Thursday, March 31, 2011
80-20 Rule
There are some emerging technologies coming onto the scene now to get the uber analyst closer to that last 20%. At the same time, the broader cyber security community is awakening to the first 80% (in that the awareness of the need for network monitoring is rising). We live in interesting times for sure, and I'm excited to watch the evolution.
Tuesday, March 29, 2011
Sharing
My intent is to continue to share knowledge and techniques with the larger community. All indications are that the community is extremely interested in the topic.
Monday, March 21, 2011
Collection and Analysis
We mustn't forget the other half of the equation: analysis. I think if we as a community thought more about what we wanted to do analytically before we instrumented our networks, we would save ourselves a lot of pain down the line. Perhaps we will improve in this area in the coming years.
Wednesday, March 16, 2011
The Future
I issued the students this challenge: "Seek out, identify, and study the unknown unknowns and turn them into known knowns" (reference an earlier blog post regarding known knowns). I believe that this is the boiled down essence of our obligation as network monitoring professionals/analysts.
The future holds great potential for our field. I am realizing that the onus is on those of us currently in the field to capture the interest and energy of the brightest minds. The network monitoring field and broader cyber security field face many challenges, and in order to conquer them, we will need the best and the brightest.
Sunday, March 13, 2011
Jumping Off Points Revisited
I have previously blogged about the concept of jumping off points -- identifying subsets of data in a workflow that an analyst can run with. I often speak about this topic as well -- raw data can be overwhelming, and finding a way to present it to an analyst with a way forward can greatly improve productivity.
What I discovered last week was that this concept also holds with other types of work as well. I was working on a paper with another co-worker. We were having trouble finding a way forward until we identified a jumping off point that we could work from. Once we figured out our jumping off point, everything else flowed. It was amazing.
I guess I shouldn't be surprised by now that a structured, well organized approach would yield good results.
Monday, March 7, 2011
Known Knowns
"Known Knowns" are network traffic data that we understand well and can firmly identify. Members of this class of network traffic can be categorized as either benign or malicious. Detection methods here can be automated and don't require much human analyst labor on a continuing basis. Unfortunately, this is the class of network traffic that we as a community spend the bulk of our time on. Why do I use the term unfortunately? More on that later.

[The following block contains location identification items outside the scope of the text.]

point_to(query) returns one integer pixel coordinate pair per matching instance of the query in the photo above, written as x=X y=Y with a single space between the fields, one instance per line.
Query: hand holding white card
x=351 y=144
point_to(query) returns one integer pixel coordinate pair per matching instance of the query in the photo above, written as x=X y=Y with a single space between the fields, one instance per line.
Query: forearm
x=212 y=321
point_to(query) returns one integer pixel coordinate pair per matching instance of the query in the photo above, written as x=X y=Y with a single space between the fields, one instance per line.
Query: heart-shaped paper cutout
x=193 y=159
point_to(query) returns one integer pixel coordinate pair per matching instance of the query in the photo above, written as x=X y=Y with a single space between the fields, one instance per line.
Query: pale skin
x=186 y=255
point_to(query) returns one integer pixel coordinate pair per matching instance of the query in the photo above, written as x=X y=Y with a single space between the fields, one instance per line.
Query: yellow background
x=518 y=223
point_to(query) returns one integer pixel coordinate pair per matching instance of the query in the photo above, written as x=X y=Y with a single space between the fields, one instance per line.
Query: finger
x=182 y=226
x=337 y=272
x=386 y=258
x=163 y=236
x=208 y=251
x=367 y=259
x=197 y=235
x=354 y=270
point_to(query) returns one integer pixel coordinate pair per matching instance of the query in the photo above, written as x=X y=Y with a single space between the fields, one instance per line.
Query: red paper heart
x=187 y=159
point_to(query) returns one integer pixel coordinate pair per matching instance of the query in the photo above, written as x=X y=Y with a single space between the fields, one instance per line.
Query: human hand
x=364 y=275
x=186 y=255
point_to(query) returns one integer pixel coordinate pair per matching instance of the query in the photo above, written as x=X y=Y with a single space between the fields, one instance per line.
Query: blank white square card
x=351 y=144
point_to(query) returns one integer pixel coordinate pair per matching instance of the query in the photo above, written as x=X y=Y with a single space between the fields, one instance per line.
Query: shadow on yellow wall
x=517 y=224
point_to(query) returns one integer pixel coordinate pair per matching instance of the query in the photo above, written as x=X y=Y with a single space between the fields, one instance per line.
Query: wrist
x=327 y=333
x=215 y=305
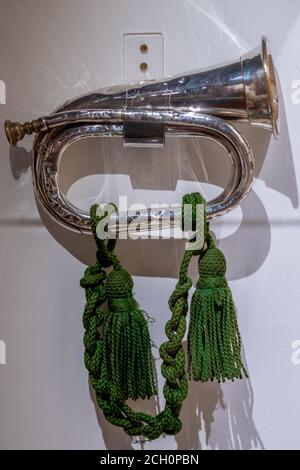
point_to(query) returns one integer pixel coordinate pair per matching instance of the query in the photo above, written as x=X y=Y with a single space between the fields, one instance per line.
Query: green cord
x=214 y=341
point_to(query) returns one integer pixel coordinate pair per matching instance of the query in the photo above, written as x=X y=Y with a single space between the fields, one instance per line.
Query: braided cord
x=175 y=389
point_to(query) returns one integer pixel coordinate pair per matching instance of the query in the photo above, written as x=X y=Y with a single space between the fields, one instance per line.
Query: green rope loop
x=175 y=389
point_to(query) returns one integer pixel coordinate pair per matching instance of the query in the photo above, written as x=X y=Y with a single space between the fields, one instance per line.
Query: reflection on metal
x=200 y=103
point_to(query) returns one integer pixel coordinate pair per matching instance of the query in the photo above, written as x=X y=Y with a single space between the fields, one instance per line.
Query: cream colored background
x=53 y=51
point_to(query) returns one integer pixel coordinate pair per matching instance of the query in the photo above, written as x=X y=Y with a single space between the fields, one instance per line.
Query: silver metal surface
x=200 y=103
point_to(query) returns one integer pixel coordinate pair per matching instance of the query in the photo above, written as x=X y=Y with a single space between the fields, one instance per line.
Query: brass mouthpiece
x=15 y=131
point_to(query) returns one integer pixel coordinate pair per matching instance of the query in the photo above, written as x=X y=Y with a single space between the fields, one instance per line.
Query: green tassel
x=214 y=344
x=127 y=341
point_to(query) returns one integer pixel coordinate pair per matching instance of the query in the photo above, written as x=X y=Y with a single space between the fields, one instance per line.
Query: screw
x=143 y=48
x=144 y=66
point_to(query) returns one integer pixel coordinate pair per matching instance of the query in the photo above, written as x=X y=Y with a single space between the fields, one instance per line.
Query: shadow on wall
x=222 y=414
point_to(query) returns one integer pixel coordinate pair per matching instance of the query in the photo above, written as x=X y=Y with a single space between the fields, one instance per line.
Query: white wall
x=52 y=51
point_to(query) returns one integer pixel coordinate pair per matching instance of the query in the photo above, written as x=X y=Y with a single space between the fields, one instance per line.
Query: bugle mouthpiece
x=15 y=131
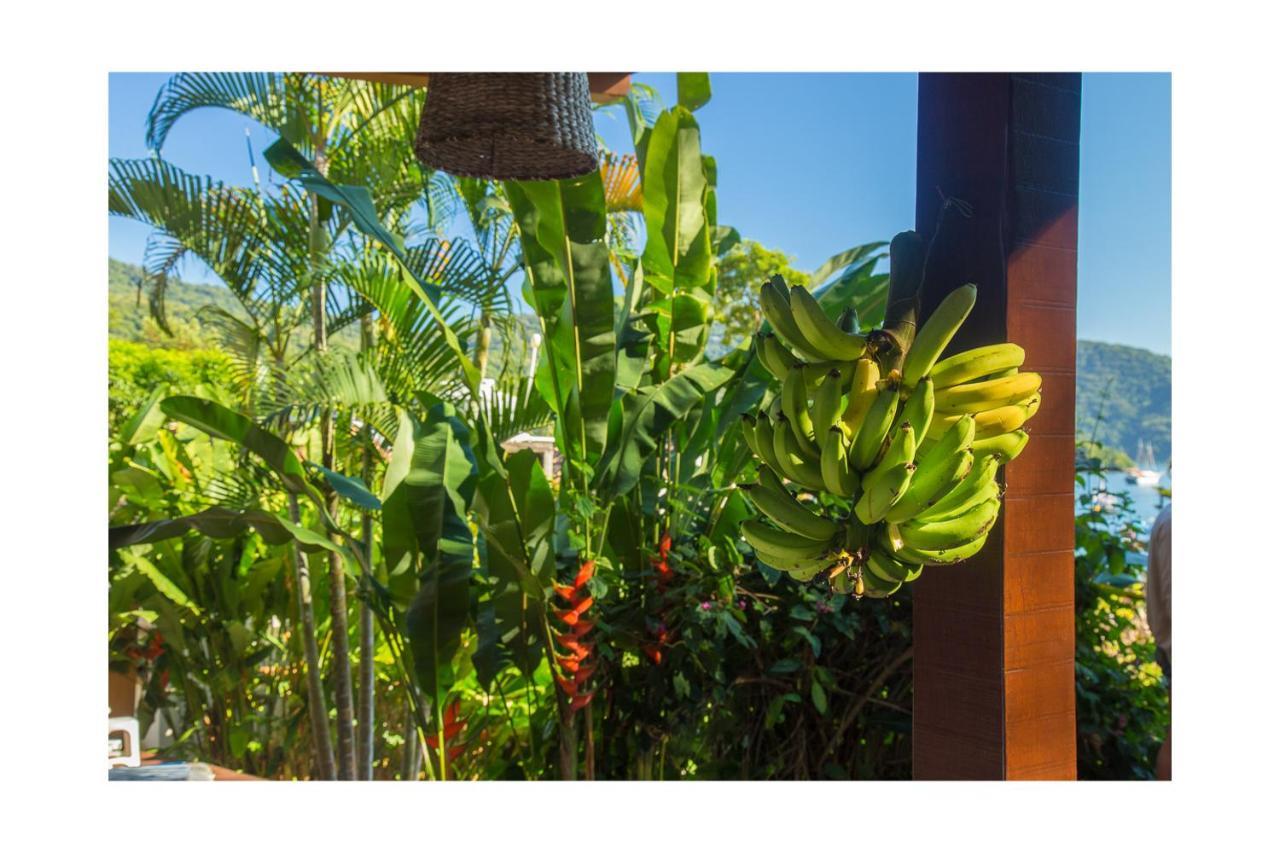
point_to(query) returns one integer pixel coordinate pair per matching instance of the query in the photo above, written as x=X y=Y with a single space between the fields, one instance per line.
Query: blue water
x=1146 y=498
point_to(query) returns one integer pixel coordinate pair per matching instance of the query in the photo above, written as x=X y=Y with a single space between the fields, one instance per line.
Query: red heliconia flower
x=575 y=662
x=452 y=729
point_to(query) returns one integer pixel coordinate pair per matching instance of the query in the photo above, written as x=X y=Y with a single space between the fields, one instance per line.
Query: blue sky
x=812 y=164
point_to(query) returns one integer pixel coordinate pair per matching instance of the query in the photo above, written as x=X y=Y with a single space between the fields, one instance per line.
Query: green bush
x=135 y=370
x=1121 y=697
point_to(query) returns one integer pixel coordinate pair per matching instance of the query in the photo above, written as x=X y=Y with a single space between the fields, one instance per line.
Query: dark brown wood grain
x=995 y=637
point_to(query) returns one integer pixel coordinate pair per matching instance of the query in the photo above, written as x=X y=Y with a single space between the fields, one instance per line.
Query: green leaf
x=645 y=416
x=360 y=206
x=424 y=525
x=819 y=697
x=516 y=512
x=220 y=523
x=562 y=229
x=693 y=89
x=163 y=584
x=223 y=423
x=352 y=488
x=677 y=254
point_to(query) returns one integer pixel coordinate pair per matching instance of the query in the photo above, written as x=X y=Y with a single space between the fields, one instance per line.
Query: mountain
x=1130 y=389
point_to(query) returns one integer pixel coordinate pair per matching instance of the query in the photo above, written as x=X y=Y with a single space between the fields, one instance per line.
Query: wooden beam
x=606 y=86
x=995 y=638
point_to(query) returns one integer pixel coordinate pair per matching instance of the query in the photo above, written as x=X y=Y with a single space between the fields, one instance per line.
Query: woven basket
x=503 y=126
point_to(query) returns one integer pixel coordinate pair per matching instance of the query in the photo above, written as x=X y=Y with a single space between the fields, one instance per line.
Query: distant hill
x=1130 y=388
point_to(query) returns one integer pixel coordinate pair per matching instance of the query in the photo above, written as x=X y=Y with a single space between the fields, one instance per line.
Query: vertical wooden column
x=995 y=637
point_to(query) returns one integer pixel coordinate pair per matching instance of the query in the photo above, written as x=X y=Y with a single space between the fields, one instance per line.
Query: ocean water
x=1146 y=498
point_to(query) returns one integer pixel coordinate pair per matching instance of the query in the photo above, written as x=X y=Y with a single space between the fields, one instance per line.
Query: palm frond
x=283 y=103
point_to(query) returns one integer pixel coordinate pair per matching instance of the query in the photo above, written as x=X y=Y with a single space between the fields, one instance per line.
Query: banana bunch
x=913 y=451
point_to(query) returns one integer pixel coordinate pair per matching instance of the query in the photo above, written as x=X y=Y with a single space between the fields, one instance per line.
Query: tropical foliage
x=325 y=564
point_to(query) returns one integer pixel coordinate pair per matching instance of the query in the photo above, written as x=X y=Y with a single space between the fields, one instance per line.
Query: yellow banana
x=819 y=332
x=826 y=405
x=1005 y=447
x=918 y=409
x=987 y=424
x=862 y=395
x=869 y=439
x=991 y=393
x=937 y=332
x=976 y=364
x=773 y=500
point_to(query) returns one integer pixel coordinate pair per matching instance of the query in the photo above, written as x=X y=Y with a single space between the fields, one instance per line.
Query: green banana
x=776 y=305
x=836 y=475
x=795 y=405
x=918 y=409
x=1005 y=447
x=848 y=320
x=990 y=423
x=901 y=451
x=979 y=486
x=937 y=332
x=773 y=355
x=784 y=542
x=871 y=436
x=773 y=500
x=798 y=461
x=764 y=442
x=819 y=332
x=927 y=483
x=876 y=587
x=862 y=395
x=880 y=495
x=991 y=393
x=826 y=404
x=976 y=364
x=950 y=533
x=890 y=569
x=944 y=556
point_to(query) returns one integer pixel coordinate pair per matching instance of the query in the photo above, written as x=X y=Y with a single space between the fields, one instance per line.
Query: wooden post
x=995 y=637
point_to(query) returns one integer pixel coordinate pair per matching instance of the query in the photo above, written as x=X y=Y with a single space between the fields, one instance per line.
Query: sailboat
x=1144 y=473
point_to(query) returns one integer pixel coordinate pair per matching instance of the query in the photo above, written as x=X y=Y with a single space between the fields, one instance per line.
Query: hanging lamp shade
x=508 y=126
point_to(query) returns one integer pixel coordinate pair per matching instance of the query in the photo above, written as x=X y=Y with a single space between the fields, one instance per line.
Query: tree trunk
x=568 y=743
x=589 y=746
x=343 y=698
x=316 y=710
x=368 y=638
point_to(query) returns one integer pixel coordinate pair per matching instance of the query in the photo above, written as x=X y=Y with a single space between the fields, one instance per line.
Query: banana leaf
x=562 y=227
x=220 y=523
x=516 y=515
x=425 y=529
x=223 y=423
x=641 y=418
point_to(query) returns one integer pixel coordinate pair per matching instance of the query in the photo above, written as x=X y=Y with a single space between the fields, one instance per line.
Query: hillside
x=1137 y=404
x=1130 y=388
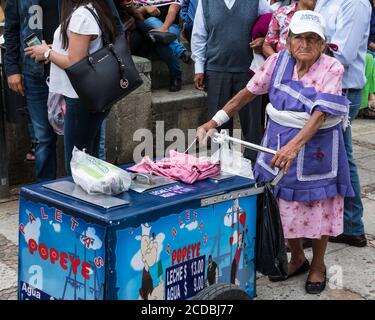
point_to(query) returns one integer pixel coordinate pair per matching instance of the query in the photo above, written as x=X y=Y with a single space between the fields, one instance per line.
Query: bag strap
x=96 y=17
x=120 y=62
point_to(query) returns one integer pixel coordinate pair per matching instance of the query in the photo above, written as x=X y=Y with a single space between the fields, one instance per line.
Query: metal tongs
x=223 y=137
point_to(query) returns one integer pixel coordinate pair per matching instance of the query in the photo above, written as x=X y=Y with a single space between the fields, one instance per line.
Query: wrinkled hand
x=15 y=83
x=257 y=45
x=205 y=131
x=285 y=157
x=152 y=11
x=37 y=52
x=199 y=81
x=161 y=29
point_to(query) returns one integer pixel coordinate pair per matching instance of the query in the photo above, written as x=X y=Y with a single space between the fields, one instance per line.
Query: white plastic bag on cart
x=232 y=161
x=96 y=176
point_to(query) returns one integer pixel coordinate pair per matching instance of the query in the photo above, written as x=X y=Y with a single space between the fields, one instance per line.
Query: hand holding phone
x=32 y=40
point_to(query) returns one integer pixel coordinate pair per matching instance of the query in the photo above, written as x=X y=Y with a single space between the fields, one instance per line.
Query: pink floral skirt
x=312 y=219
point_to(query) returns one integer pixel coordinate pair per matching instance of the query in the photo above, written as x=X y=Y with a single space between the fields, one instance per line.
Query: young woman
x=78 y=35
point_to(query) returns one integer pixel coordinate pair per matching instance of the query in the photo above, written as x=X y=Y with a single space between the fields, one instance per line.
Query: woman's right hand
x=206 y=130
x=152 y=11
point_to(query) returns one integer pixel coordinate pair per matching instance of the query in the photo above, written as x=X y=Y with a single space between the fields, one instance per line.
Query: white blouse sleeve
x=83 y=22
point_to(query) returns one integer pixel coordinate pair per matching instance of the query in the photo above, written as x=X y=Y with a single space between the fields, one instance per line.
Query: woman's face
x=306 y=47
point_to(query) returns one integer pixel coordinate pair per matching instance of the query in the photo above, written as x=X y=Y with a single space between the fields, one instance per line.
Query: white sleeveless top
x=82 y=22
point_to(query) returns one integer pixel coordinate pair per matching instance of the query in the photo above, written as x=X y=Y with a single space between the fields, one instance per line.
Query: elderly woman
x=305 y=126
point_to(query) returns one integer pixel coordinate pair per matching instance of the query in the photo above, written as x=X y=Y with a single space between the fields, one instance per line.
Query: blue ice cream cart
x=168 y=243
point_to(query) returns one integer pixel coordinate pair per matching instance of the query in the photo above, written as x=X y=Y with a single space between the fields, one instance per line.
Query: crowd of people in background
x=230 y=42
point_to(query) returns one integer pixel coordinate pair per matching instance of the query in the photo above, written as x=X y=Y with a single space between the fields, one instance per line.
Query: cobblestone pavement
x=351 y=271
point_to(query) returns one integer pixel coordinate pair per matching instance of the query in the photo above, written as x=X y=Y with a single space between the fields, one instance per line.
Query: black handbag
x=105 y=76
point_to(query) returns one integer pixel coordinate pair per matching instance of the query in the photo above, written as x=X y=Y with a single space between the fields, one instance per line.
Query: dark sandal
x=316 y=287
x=302 y=269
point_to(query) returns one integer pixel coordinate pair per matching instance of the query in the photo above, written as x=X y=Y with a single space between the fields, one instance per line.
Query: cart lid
x=176 y=195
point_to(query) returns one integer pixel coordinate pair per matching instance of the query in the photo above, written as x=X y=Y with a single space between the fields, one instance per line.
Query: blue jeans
x=353 y=213
x=45 y=150
x=172 y=52
x=81 y=129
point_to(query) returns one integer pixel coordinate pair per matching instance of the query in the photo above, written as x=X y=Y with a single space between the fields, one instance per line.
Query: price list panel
x=186 y=279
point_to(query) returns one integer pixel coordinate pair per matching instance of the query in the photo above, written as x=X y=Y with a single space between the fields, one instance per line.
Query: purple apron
x=321 y=169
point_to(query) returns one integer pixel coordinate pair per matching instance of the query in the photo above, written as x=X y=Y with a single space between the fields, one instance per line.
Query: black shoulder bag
x=105 y=76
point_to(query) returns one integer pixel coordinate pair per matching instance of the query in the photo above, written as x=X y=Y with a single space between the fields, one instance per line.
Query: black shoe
x=316 y=287
x=355 y=241
x=186 y=56
x=302 y=269
x=175 y=85
x=161 y=37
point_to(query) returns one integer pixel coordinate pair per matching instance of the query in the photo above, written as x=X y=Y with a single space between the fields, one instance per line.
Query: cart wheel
x=221 y=291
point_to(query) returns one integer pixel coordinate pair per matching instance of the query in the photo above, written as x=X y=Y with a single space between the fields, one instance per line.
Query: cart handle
x=223 y=137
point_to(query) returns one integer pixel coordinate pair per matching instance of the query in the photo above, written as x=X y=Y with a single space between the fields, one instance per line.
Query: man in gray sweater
x=222 y=55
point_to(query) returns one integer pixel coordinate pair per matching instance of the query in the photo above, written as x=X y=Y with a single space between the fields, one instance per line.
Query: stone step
x=184 y=109
x=160 y=74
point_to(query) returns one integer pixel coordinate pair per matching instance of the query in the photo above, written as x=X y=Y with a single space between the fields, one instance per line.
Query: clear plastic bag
x=96 y=176
x=56 y=112
x=232 y=161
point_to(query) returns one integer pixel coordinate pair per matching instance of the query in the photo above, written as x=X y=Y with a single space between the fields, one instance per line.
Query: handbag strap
x=96 y=17
x=109 y=44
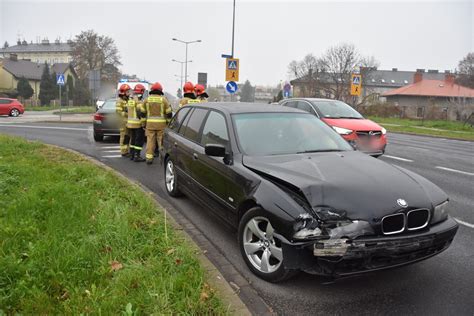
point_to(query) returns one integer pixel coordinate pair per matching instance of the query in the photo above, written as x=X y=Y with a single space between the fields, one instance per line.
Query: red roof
x=433 y=88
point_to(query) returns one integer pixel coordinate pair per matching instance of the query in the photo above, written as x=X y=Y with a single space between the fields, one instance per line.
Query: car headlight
x=342 y=131
x=440 y=213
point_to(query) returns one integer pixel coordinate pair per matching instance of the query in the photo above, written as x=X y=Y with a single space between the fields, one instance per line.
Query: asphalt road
x=443 y=285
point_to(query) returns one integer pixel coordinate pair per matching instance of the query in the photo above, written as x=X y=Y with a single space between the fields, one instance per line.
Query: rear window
x=194 y=123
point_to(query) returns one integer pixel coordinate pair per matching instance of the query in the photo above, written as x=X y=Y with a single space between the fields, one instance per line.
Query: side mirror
x=215 y=150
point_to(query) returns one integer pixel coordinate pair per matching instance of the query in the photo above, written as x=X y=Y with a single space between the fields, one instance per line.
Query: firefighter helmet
x=139 y=89
x=157 y=87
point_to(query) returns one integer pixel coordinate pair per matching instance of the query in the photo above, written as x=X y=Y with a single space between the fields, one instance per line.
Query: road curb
x=231 y=286
x=432 y=136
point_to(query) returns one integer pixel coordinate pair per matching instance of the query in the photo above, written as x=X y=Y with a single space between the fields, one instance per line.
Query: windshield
x=336 y=109
x=109 y=104
x=262 y=134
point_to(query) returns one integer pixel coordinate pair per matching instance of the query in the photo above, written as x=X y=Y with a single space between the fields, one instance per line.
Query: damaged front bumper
x=348 y=256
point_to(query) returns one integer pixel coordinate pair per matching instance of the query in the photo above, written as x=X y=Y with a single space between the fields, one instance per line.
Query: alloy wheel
x=263 y=250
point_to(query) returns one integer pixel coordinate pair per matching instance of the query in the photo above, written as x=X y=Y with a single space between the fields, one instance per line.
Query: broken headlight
x=440 y=213
x=308 y=226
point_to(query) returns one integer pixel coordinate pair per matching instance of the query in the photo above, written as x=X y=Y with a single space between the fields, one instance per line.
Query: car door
x=186 y=143
x=212 y=173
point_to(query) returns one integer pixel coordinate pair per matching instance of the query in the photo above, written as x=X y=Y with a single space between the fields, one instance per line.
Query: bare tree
x=91 y=51
x=466 y=71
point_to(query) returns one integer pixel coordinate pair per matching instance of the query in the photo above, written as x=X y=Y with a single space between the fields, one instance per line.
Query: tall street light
x=186 y=43
x=181 y=62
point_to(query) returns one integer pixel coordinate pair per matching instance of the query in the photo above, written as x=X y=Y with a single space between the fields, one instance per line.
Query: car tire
x=98 y=137
x=261 y=251
x=14 y=112
x=171 y=179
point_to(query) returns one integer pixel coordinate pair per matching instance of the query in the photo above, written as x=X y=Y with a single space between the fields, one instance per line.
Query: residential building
x=374 y=82
x=44 y=51
x=13 y=69
x=433 y=99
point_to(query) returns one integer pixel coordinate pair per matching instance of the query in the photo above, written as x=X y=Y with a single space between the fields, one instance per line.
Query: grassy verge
x=76 y=110
x=77 y=239
x=440 y=128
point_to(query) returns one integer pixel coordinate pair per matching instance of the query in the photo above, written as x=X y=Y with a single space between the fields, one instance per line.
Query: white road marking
x=454 y=170
x=464 y=223
x=398 y=158
x=46 y=127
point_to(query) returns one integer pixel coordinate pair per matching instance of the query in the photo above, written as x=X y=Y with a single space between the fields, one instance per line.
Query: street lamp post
x=181 y=62
x=186 y=43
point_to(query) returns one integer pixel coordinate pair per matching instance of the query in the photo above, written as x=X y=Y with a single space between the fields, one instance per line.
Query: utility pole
x=186 y=43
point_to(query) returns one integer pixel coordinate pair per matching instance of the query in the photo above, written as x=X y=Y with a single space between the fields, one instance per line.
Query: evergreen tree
x=24 y=89
x=47 y=86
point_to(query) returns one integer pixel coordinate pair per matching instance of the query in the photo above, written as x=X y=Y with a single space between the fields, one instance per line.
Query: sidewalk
x=47 y=116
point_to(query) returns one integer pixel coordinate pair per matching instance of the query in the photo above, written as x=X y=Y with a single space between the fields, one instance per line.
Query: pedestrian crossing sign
x=356 y=84
x=232 y=69
x=60 y=80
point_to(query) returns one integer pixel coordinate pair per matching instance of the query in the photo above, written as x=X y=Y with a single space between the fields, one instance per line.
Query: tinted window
x=194 y=124
x=305 y=106
x=336 y=109
x=178 y=119
x=261 y=134
x=291 y=104
x=215 y=130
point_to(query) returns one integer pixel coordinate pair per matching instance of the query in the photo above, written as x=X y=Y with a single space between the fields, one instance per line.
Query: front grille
x=418 y=219
x=368 y=134
x=393 y=224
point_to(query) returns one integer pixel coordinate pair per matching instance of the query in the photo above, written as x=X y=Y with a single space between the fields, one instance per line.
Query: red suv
x=11 y=107
x=360 y=132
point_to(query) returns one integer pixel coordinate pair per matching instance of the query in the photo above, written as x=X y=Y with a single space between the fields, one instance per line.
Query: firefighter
x=121 y=109
x=135 y=122
x=189 y=97
x=158 y=111
x=201 y=93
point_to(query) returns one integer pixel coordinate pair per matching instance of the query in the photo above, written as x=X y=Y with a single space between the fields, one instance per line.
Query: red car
x=11 y=107
x=360 y=132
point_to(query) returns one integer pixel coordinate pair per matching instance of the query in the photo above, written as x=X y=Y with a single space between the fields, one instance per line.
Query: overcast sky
x=269 y=34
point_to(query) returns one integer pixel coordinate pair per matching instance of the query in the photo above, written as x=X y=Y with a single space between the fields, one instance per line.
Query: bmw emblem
x=402 y=203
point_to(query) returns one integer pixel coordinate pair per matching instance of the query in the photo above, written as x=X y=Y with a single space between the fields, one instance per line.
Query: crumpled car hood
x=365 y=187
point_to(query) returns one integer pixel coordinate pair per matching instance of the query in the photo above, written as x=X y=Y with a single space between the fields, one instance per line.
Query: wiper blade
x=318 y=151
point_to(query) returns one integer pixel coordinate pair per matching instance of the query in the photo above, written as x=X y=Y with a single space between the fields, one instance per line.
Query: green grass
x=65 y=221
x=76 y=110
x=439 y=128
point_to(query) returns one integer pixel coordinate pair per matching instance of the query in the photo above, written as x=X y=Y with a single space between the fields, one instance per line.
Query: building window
x=420 y=111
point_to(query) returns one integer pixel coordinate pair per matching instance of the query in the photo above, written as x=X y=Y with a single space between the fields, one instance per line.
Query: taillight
x=98 y=117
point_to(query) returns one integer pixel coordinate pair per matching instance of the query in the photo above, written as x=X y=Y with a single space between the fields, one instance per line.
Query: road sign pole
x=233 y=29
x=60 y=117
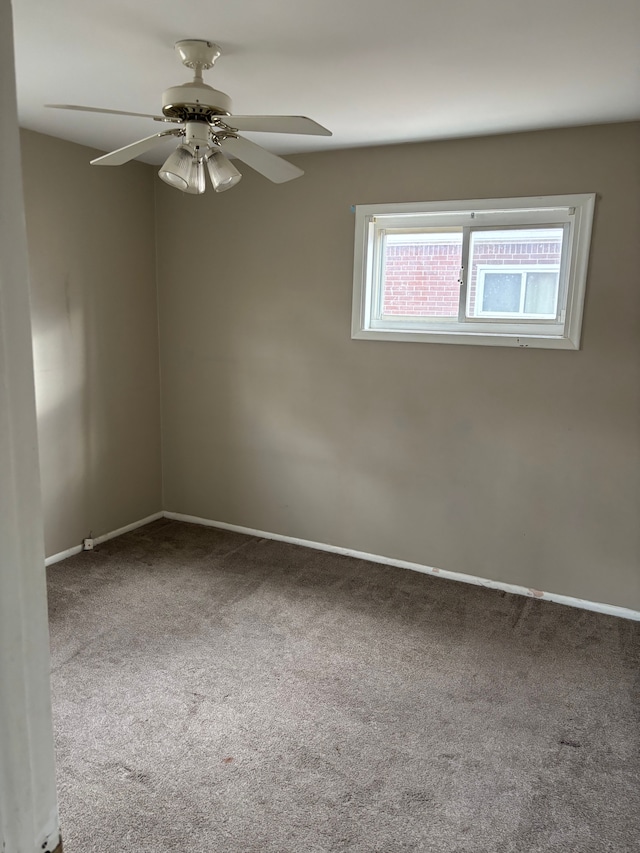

"Known unknowns" are network traffic data that we have detected, but are puzzled by. We don't have a good, solid understanding of how to categorize this class of network data. One would think that because of this, we should spend a decent amount of time trying to figure out what exactly this traffic is. After all, if we don't know what it is, it could be malicious, right? Unfortunately, not enough time is put into this class of network traffic, and as a result, most organizations remain puzzled and/or turn a blind eye to the known unknowns. Why don't we work harder here? We're too focused on the known knowns.
"Unknown unknowns" are network traffic data that we have not yet detected, and as a result, we aren't aware of what this class of network traffic is (or isn't) doing on our network. This is the class of network data that contains most of the large breaches (and thus most of the collateral damage), as well as most of the truly interesting network traffic. Finding this traffic takes a skilled analyst, good tools, the right data, and a structured, well-organized approach to network monitoring. Ironically, this class would be extremely interesting to a skilled analyst, but due to the known known "rut" that we as a community are in, analysts don't really get a chance to touch this class.
So now I think you can understand why I think it's unfortunate that we as a community are so focused on the known knowns. We are so busy "detecting" that which we've detected time and time again, that we ignore the bulk of the rest of the network traffic out there. That's where we get in trouble repeatedly.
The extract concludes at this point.